J'y vois tout de même des opportunités. Le nouveau régime est un pas dans la bonne direction vers le marché libre, ce qui favorisera les échanges sur le marché américain. Il reste à voir comment ça va se passer, mais la mise aux enchères du bois pourrait favoriser les consolidations d'usines, car certains joueurs pourront acheter plus de volume. Pour certains, je pense que ça va être favorable. Il reste à voir le prix auquel se vendra le bois.

LMP : Quelle est votre réaction quand on parle de protéger 50 % du territoire du plan Nord à toute forme d'industrie?

André Tremblay : Nous avons eu beaucoup de discussions à ce sujet avec le ministère et les groupes environnementaux et personne ne veut arrêter de récolter, car ça couperait 25 % de l'approvisionnement du Québec. L'industrie est d'accord pour qu'il y ait plus d'aires protégées, mais on doit aussi se demander ce qu'on va faire pour augmenter la productivité de notre forêt. On pourrait remettre en production plusieurs sites improductifs comme les landes forestières. Il ne faut pas oublier que l'industrie forestière crée 64 000 emplois au Québec et il faut lui donner les moyens de vivre.

Il faut se demander « Est-ce important pour nous de conserver l'industrie forestière? » Au Québec, la possibilité forestière est calculée sur 48 % de la superficie forestière, alors que ce taux atteint 85 % dans les pays scandinaves. Il y a certainement de la place pour augmenter la possibilité forestière en regardant notre manière de la calculer.

LMP : Est-ce que le manque de relève vous préoccupe?

André Tremblay : C'est le principal défi auquel on doit faire face. On travaille beaucoup avec les comités sectoriels sur des actions ciblées et des formations en entreprise pour attirer les jeunes. Mais fondamentalement, on a besoin d'actions plus globales. Les gens doivent savoir que l'industrie forestière a de l'avenir, qu'elle se modernise et que son développement est très motivant.
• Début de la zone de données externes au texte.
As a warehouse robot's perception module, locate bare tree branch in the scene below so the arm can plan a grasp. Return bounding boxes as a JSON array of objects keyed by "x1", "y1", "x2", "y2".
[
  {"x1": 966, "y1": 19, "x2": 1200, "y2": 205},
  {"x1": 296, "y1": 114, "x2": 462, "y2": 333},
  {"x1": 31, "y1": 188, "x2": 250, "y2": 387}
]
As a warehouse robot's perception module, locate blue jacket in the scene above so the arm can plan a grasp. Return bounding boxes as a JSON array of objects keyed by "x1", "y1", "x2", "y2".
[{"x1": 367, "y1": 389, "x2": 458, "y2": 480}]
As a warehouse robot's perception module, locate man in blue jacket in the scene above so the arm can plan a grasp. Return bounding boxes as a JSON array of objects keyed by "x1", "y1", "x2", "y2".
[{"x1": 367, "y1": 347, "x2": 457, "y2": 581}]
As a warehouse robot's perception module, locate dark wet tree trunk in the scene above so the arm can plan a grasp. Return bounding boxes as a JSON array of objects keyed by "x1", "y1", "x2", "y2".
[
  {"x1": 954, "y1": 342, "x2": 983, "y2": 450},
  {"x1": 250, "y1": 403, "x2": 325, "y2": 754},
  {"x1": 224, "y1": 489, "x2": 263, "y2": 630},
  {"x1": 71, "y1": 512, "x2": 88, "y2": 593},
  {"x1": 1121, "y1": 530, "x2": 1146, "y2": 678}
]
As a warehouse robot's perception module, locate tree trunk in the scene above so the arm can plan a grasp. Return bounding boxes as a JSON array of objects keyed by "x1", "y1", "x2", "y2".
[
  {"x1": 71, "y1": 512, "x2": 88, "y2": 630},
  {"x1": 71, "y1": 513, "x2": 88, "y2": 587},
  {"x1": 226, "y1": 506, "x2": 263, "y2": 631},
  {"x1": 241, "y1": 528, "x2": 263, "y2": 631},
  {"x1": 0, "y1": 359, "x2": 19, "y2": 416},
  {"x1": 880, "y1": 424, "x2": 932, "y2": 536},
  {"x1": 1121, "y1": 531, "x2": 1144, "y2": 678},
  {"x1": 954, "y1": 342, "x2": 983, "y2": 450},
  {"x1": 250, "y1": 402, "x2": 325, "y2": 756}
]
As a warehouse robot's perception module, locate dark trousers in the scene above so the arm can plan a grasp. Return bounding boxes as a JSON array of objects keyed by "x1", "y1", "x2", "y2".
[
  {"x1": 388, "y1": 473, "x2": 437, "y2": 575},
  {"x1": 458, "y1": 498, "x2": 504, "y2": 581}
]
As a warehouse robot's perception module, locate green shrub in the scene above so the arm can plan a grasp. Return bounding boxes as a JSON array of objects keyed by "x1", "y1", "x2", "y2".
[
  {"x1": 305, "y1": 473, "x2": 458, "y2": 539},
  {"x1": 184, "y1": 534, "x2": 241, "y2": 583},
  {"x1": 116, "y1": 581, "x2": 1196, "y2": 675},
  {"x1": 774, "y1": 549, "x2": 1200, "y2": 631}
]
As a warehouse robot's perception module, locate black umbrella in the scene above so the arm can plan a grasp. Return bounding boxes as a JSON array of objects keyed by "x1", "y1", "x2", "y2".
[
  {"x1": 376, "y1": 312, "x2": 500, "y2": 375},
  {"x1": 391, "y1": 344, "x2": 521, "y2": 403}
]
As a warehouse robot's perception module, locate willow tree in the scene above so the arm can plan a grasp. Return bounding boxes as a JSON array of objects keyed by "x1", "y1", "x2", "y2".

On a vu des fermetures d'usines au cours des dernières années, mais cette vague-là est derrière nous. Il faut modifier l'image de l'industrie pour que les gens sachent qui on est et où on va. Il faut susciter l'intérêt.

LMP : Avec les gros salaires offerts dans les mines, est-ce que le Plan Nord rend le recrutement encore plus difficile?

André Tremblay : C'est certain que le Plan Nord a un impact. Tout le monde se tiraille pour la main-d'œuvre, et ça vient multiplier les problèmes. Notre avantage, c'est que nos usines sont dans les villages. Le fly in, fly out, ça peut être intéressant, mais ça fait son temps. Les mines, ça fera de l'emploi un certain temps, mais les emplois en forêts, eux, vont rester.

LMP : A-t-on encore de la difficulté à vendre la foresterie et ses produits comme des produits durables et écologiques?

André Tremblay : Les produits du bois ont acquis une bonne notoriété grâce au travail que l'on a réalisé avec la Coalition bois et la stratégie bois du gouvernement du Québec. Je pense que les Québécois savent que le bois est un matériau écologique. Le problème, c'est qu'ils ne veulent pas qu'on coupe d'arbre! C'est important de souligner que le Québec est le territoire le plus certifié au monde avec une couverture de 90 %.

LMP : Vous demeurez optimiste?

André Tremblay : Malgré le portrait assez complexe, on croit que l'industrie a un avenir et qu'elle redeviendra un fleuron du développement économique comme elle l'a déjà été. Les produits forestiers font partie de la solution aux problèmes environnementaux, car ils nous permettent de substituer les produits fossiles par des produits renouvelables. On est confiant que d'ici quelques années, on ne pourra plus passer à côté du bois, que l'on parle de biocarburants ou de matériaux de construction. On est confronté à des problèmes et il va falloir agir.


Faire des omelettes sans casser des œufs, c'est que souhaitent plusieurs personnes. On veut utiliser le bois dans la construction et des produits renouvelables, mais on ne veut pas couper d'arbres. La clé du succès de l'industrie forestière passe par son image. Il est possible de faire de la foresterie durable, d'innover et d'être un chef de file mondial dans le domaine. Il faudra maintenant que l'industrie puisse convaincre la population que c'est le cas. La relève suivra.